Scrapping RCA's poor blueprints, Lavelle set to work, then delivered a well-engineered TIROS I to RCA for testing in 1959. RCA installed its high- and low-resolution television cameras into the 270-pound satellite. Made of aluminum alloy and stainless steel, the eighteen-sided disk-shaped TIROS I was encrusted with 9,200 solar panels to power its camera and data-storage devices. RCA also equipped it with magnetic tape recorders to store ground images when the craft was beyond the range of receiving stations.

Launched on April 1, 1960, TIROS I immediately ran into difficulties. After malfunctioning, its narrow angle camera stopped operating for a month. Seventy-seven days into its mission, TIROS suffered a fatal power failure. Despite these mishaps, TIROS I's 22,952 clear images of weather systems proved the feasibility of video observation of weather by satellites. The U.S. freely distributed TIROS I's images to both China and Russia both as a goodwill gesture and to demonstrate how advanced American research was.
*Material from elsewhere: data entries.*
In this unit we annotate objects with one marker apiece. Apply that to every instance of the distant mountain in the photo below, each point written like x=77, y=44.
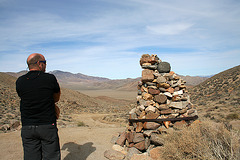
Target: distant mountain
x=70, y=102
x=84, y=82
x=218, y=97
x=67, y=76
x=194, y=80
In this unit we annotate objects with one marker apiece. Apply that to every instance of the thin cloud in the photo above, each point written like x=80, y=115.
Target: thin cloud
x=92, y=36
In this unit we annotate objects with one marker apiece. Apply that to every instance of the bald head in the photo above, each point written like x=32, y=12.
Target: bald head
x=34, y=64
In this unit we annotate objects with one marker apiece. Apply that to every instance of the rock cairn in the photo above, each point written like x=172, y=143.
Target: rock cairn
x=163, y=104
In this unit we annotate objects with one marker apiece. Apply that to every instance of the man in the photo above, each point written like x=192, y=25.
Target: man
x=38, y=92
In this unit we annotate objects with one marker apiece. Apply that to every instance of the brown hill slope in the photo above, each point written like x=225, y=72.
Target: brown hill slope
x=218, y=98
x=70, y=102
x=84, y=82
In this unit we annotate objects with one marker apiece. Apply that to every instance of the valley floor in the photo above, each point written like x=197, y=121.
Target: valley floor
x=77, y=143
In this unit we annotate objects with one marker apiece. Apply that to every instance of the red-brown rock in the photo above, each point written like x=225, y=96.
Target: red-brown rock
x=147, y=75
x=153, y=91
x=160, y=99
x=156, y=153
x=166, y=111
x=121, y=139
x=151, y=125
x=140, y=145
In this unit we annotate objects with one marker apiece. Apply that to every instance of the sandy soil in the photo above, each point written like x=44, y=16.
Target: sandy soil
x=77, y=143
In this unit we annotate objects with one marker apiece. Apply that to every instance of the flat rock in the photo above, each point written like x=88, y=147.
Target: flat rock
x=156, y=139
x=151, y=125
x=130, y=136
x=156, y=153
x=153, y=91
x=147, y=96
x=147, y=75
x=131, y=152
x=143, y=156
x=160, y=99
x=161, y=79
x=113, y=155
x=121, y=139
x=178, y=105
x=150, y=109
x=138, y=137
x=164, y=67
x=140, y=145
x=152, y=115
x=166, y=111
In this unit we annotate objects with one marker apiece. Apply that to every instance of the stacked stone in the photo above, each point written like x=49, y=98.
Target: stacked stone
x=161, y=92
x=161, y=95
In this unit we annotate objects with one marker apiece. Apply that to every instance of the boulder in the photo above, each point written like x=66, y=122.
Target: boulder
x=147, y=75
x=151, y=125
x=156, y=139
x=121, y=140
x=164, y=67
x=113, y=155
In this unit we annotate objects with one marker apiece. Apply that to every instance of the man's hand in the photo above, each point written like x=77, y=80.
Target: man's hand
x=56, y=96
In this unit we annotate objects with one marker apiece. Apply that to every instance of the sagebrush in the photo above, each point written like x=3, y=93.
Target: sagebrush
x=206, y=140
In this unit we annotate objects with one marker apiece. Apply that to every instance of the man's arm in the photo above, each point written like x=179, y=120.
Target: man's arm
x=56, y=96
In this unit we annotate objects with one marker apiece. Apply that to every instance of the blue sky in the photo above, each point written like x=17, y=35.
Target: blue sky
x=106, y=38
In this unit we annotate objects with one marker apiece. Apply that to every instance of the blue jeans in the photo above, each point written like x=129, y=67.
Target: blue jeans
x=41, y=142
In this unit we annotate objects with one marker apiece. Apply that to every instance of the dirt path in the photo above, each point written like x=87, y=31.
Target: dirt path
x=77, y=143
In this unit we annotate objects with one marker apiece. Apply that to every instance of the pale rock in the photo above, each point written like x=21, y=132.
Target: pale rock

In the decades that followed, Lavelle Aircraft Corporation was one of the nation's most trusted aerospace contractors. Lavelle built six of the total nine TIROS satellites, the Telstar communication satellite which NASA launched in 1962, and Ranger VII, which observed the moon in 1964. Active in NASA's Apollo moon landing program, Lavelle built the antenna head yoke device for the Apollo moon program's Lunar Excursion Module, and constructed the lithium hydroxide canisters used in extravehicular life support suits. During Apollo 13's return to earth in 1970, astronauts utilized these canisters to cleanse the spacecraft's air of deadly carbon dioxide.
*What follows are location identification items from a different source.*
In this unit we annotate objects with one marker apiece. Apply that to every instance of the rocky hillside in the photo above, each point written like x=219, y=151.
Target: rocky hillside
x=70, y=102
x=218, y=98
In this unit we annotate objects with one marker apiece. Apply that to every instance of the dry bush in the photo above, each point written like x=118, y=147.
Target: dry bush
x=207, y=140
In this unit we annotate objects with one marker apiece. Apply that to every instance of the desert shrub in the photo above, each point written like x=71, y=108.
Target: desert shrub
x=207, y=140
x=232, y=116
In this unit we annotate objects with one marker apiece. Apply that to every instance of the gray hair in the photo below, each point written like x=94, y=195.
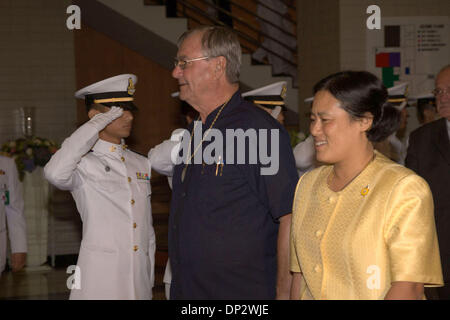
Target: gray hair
x=220, y=41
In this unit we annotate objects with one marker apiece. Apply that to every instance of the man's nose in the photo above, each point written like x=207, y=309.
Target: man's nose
x=177, y=72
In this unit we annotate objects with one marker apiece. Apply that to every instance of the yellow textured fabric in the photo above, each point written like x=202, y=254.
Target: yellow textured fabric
x=353, y=246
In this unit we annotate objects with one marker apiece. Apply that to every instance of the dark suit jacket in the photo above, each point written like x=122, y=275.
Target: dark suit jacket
x=429, y=156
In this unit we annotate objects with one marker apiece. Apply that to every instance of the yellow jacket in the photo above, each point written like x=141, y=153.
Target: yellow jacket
x=354, y=243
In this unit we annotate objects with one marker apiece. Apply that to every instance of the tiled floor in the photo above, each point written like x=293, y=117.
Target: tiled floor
x=51, y=285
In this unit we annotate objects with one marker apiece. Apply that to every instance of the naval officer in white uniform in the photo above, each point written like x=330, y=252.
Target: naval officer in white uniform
x=11, y=215
x=111, y=188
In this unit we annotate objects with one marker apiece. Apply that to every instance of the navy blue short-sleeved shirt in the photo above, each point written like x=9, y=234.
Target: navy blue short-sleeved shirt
x=223, y=223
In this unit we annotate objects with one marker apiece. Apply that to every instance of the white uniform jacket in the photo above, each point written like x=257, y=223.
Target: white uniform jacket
x=11, y=210
x=111, y=188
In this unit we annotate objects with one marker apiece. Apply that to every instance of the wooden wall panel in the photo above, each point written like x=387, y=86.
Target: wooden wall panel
x=98, y=57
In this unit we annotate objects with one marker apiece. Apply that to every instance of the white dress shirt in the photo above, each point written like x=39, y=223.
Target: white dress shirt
x=11, y=210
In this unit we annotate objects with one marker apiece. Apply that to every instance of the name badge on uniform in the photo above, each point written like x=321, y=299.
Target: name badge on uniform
x=142, y=176
x=5, y=195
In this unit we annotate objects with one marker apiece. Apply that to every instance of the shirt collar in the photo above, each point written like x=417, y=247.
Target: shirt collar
x=231, y=104
x=108, y=148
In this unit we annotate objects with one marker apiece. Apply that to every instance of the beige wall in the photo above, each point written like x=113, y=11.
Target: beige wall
x=332, y=37
x=37, y=67
x=318, y=47
x=353, y=23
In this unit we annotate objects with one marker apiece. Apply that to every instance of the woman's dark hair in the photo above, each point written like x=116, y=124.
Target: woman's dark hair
x=360, y=92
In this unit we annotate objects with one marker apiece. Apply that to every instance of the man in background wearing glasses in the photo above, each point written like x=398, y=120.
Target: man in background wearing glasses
x=429, y=156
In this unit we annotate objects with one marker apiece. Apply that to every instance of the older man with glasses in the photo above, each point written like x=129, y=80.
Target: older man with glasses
x=429, y=156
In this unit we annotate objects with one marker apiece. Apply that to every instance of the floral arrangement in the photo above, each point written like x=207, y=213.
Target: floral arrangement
x=29, y=153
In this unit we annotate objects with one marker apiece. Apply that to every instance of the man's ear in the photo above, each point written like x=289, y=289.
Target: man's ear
x=92, y=112
x=221, y=65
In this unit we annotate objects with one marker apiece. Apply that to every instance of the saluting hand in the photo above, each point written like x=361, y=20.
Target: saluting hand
x=101, y=120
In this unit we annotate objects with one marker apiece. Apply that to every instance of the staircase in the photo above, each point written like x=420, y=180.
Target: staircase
x=153, y=18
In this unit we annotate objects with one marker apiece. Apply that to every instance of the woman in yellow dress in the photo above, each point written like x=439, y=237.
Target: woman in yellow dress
x=362, y=226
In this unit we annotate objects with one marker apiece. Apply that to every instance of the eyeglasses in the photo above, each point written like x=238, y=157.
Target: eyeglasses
x=183, y=63
x=441, y=92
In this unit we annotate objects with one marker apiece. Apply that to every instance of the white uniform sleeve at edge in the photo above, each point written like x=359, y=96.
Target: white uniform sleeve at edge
x=14, y=212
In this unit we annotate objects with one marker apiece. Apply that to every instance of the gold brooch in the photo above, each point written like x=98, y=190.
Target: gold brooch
x=365, y=191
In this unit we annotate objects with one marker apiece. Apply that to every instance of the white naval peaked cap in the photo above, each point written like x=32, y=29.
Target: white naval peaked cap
x=427, y=95
x=269, y=96
x=117, y=90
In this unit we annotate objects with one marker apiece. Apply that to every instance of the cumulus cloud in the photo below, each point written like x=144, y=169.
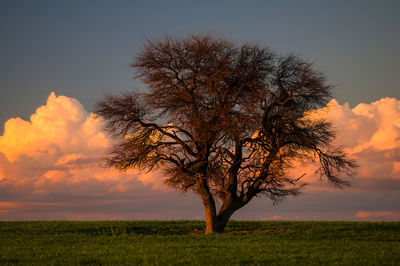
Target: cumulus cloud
x=60, y=150
x=371, y=134
x=54, y=160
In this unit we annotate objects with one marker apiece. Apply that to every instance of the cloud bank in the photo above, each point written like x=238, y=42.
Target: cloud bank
x=51, y=166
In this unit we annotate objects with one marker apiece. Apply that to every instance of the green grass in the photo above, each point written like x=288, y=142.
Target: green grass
x=179, y=242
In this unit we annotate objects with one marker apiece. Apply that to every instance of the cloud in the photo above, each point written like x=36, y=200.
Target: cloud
x=52, y=165
x=370, y=133
x=377, y=215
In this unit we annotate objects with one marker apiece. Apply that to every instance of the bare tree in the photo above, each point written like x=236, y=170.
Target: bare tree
x=223, y=120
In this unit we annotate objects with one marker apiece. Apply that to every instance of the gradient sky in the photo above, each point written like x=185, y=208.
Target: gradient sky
x=82, y=49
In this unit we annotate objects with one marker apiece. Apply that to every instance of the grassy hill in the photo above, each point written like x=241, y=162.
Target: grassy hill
x=182, y=242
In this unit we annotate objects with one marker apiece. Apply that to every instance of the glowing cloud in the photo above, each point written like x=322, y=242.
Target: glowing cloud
x=377, y=215
x=57, y=156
In 1976, Henry A. Liese and Thomas Lavelle sold their controlling interest of Lavelle Aircraft Corporation. The company then moved to northeast Philadelphia, where it remained until its disbandment in 1999. Today, Pennsylvania companies like Sechan Electronics Inc. of Lititz and Litton Electron Devices of Williamsport continue to produce launch control electronics for defense applications.